Hi, Ray here again.
This weekend I was looking through the great range of curry recipes on the Curry Focus website and decided that I should eat a really healthy curry. Not that I eat many unhealthy curries. A couple of nights ago I was sitting in a great local curry house and talking about my love of curries. One of the group at my table expressed horror that I didn’t use ghee, saying that it gave curries such a great taste. Whilst I agree that ghee often does add to the taste, my body recoils at the thought of the saturated fat in ghee. I usually eat 2 or 3 curries a week so I’ll bypass the ghee before I need a bypass.
So this weekend would be a really healthy weekend. I flicked through the range of dal recipes and decided to go for the chana dal recipe. Dal is such a tasty and nutritious food that is easy to make and, as a side benefit, is a really cheap meal.
I already had the ingredients and did not need to pick up anything during the weekly Saturday shop. Or so I thought. I soaked the dal overnight and Sunday afternoon saw me getting the other ingredients ready. I don’t know what made me do it, but I pulled off the top of the asafoetida (hing) container and could hardly smell anything. Not what I expected. So I checked the “use by” date on the container and saw that the asafoetida was way out of date. I usually only buy about 1 to 2 month’s supply of spices at a time but asafoetida comes in a predetermined container in my local Indian food shop. So I quickly went and bought a new container of asafoetida. I opened the container when I got home and there was the familiar really strong smell of asafoetida.
I finished preparing the dal ingredients, drained the chana dal and gave it a final rinse. All ready to start cooking.
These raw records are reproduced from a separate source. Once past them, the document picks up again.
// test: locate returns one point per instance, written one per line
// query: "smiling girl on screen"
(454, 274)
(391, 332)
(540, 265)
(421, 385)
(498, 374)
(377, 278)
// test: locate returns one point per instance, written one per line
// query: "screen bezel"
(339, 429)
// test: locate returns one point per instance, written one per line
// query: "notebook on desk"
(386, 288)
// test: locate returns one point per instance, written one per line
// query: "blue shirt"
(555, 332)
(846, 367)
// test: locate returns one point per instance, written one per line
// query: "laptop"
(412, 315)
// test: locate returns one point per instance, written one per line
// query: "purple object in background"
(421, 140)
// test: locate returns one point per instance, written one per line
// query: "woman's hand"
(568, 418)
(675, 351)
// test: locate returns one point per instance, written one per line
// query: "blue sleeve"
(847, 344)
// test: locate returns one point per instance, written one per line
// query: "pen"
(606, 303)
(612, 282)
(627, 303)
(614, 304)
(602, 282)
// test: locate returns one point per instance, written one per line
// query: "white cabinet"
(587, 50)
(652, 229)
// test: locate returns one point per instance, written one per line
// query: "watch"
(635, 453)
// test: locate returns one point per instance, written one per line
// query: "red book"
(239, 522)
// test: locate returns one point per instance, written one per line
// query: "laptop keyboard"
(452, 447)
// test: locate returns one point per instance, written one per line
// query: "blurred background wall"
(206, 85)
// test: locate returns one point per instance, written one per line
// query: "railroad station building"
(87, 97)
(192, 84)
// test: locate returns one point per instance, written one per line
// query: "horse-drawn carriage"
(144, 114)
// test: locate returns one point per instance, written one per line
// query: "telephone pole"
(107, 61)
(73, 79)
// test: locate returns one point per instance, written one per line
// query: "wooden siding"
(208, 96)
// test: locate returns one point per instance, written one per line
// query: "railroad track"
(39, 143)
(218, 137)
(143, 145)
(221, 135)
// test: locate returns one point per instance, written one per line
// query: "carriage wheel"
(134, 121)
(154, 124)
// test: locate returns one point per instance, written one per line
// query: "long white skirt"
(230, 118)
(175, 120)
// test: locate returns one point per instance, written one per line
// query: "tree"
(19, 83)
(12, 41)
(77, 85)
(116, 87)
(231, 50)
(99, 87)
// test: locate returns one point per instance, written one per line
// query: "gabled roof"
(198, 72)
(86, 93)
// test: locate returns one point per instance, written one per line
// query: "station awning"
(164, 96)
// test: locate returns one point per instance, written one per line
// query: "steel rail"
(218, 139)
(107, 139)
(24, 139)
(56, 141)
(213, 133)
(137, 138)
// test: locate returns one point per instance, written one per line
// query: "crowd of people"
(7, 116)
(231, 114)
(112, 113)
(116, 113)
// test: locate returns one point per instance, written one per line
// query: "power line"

As I said earlier, cooking dal is very easy and, after the initial long cook of the dal, I was soon cooking the tarka and starting to microwave the rice. Cooking the tarka is really the trickiest part of making the chana dal because it becomes very dry when the coconut is added and needs to be stirred all the time to stop it from sticking.
Pretty soon I was serving up the Chana Dal on basmati rice to the hungry, eager, diners.
And it was terrific. The dal was nice and thick (I think there’s nothing worse than a runny dal). You can check out the dal image to see the consistency of the dal. Everything was well cooked and the red/orange of the dal was a great contrast to some of the bland curries that sometimes come out of the kitchen. The asafoetida had done its job as there was a reasonable onion/garlic taste (asafoetida is a substitute for garlic and onion for Jains). The chana dal received an excellent taste score of 8.5 out of 20 with a spice/heat level of “Mild”. If you want a “hotter” dal then you could chop up one or two chillies and add them to the tarka.
You really get a lot of dal with this recipe and the leftover dal is now sitting in my freezer with my supply of weekday lunches.
If you like dal, you’ll love this chana dal recipe.